From the other room, I heard her say, “Oh, crap!”
“What happened,” I called from the floor of the living room. I was entertaining our other child, a ten-month-old boy who has recently become remarkably mobile.
“I didn’t notice that the box was pre-checked before I submitted the registration.”
For the record, my wife does not work in e-mail deliverability, but she’s listened to me talk about it for as long as she has known me. She’s pretty familiar with my sentiments on permission and pre-checked subscription boxes. Clearly, she has just now acquired a similar opinion of the practice.

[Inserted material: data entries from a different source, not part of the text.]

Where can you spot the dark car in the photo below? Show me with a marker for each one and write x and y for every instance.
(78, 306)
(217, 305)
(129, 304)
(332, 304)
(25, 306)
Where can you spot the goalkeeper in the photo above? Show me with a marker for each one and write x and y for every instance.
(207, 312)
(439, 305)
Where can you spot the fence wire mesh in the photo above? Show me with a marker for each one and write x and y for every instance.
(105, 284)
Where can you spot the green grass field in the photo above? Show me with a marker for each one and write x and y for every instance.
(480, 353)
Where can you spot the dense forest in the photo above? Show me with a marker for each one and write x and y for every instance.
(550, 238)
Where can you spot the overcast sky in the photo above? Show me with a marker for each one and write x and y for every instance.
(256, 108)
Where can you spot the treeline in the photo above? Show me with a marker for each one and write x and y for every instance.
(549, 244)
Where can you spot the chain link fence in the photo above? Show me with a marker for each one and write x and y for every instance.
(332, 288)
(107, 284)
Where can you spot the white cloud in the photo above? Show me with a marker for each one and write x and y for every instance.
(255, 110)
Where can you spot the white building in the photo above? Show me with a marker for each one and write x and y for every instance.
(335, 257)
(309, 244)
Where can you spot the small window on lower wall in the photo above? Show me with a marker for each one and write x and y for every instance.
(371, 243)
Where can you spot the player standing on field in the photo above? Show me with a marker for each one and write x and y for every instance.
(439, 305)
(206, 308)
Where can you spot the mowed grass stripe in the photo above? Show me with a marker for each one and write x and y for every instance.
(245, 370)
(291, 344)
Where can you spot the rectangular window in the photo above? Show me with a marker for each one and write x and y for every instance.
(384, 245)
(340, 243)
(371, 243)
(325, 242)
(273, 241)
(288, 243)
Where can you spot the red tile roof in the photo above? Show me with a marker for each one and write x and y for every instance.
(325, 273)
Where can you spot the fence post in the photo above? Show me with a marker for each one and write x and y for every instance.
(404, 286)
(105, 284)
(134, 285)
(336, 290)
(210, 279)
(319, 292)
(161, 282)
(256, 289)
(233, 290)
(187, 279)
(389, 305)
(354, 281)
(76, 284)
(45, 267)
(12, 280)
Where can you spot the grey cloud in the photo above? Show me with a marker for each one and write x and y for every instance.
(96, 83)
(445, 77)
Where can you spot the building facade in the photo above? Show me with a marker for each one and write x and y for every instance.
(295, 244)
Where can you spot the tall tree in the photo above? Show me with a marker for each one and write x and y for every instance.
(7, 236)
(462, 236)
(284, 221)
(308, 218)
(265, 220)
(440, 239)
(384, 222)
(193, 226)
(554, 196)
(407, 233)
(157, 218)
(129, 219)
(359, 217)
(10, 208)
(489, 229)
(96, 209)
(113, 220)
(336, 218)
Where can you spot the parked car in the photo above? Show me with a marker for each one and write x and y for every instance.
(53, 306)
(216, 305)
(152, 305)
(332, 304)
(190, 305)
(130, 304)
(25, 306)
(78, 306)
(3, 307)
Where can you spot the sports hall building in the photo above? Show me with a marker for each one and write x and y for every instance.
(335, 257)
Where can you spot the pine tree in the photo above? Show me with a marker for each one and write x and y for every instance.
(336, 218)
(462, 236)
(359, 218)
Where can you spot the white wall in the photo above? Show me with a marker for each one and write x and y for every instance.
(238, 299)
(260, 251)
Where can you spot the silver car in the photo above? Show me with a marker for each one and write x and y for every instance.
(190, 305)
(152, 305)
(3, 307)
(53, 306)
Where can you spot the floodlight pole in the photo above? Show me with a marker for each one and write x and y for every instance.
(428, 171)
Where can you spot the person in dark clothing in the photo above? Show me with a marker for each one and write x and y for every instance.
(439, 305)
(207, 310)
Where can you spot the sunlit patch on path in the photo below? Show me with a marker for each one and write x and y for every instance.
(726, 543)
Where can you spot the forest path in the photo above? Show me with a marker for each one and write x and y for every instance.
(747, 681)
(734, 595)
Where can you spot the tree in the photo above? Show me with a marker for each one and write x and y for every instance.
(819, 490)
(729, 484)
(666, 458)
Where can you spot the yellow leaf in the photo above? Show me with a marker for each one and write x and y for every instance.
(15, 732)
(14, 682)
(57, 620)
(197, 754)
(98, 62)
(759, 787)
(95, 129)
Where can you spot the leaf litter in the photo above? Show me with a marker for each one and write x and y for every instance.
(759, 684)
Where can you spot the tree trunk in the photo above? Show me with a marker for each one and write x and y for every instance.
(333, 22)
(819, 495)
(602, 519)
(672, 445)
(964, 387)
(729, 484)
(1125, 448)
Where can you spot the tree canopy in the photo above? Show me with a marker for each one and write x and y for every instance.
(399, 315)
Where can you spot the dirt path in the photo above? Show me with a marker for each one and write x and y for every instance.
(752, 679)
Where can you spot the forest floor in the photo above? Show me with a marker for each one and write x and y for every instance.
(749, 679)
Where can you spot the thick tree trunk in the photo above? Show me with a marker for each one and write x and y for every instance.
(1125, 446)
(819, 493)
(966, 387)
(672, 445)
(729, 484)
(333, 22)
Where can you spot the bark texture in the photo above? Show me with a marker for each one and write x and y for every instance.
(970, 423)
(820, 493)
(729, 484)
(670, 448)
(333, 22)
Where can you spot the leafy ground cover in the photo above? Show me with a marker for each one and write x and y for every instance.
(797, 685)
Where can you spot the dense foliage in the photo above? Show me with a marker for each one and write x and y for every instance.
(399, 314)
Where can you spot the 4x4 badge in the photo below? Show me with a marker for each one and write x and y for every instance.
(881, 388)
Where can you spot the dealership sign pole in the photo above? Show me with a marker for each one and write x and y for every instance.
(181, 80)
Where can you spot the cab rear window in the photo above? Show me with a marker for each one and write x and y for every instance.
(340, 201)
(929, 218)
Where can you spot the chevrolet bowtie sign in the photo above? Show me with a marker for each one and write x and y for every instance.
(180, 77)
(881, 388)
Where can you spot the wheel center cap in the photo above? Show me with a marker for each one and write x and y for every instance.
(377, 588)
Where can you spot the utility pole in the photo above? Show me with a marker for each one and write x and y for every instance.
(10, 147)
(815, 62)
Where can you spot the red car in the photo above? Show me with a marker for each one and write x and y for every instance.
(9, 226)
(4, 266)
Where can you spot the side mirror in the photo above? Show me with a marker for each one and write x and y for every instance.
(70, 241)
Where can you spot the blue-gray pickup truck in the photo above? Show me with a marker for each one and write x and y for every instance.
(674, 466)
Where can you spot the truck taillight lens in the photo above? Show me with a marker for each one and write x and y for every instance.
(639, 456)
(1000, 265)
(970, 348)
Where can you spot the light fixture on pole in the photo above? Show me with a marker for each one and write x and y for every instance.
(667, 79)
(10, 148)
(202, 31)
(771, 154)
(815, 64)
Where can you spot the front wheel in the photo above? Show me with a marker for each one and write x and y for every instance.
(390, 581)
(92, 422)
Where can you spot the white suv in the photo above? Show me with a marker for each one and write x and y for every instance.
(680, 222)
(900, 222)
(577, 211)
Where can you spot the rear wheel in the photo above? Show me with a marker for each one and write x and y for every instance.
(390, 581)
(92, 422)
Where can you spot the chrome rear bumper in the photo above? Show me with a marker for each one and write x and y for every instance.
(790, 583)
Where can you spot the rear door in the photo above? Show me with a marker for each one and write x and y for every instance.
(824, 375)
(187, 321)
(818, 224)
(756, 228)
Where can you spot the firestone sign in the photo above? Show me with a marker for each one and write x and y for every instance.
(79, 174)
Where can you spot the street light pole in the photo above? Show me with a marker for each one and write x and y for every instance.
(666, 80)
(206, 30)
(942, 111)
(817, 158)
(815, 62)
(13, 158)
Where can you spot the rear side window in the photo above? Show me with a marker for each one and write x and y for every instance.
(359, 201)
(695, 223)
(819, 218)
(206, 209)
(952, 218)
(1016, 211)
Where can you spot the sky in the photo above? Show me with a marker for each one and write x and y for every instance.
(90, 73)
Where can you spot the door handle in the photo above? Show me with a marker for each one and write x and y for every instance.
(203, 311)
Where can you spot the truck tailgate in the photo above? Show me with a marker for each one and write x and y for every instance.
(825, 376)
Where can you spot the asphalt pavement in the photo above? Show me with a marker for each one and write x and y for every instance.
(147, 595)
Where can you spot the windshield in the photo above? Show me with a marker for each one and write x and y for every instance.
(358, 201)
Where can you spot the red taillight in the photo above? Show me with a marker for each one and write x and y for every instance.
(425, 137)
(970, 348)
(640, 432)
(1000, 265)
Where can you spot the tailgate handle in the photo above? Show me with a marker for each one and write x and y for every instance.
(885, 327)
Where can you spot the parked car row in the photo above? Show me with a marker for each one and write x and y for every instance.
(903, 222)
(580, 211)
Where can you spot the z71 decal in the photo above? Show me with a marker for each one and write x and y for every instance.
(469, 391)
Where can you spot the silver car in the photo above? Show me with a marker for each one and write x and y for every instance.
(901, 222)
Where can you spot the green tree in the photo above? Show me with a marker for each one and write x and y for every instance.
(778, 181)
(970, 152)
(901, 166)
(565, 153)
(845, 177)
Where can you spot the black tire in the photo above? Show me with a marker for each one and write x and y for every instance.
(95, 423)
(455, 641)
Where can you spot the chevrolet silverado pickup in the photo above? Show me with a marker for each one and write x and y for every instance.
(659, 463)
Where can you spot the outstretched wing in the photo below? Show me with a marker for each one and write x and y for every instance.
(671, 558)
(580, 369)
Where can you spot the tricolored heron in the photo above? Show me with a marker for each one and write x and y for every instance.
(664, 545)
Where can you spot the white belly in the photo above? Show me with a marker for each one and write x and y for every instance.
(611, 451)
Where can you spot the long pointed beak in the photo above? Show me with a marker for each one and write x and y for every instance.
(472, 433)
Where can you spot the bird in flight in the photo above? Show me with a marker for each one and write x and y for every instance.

LeapFrog has accomplished in a single form what I’ve failed to do in over eight years.
She’s never going to be able to look at mail from LeapFrog again without remembering the small subterfuge they employed to add her to their mailing list. She’ll likely unsubscribe at her earliest opportunity.
Is that really the kind of subscriber LeapFrog was looking for when they decided to pre-check a subscription box and bury it where it was less likely to be noticed? Is that the kind of subscriber any sender wants?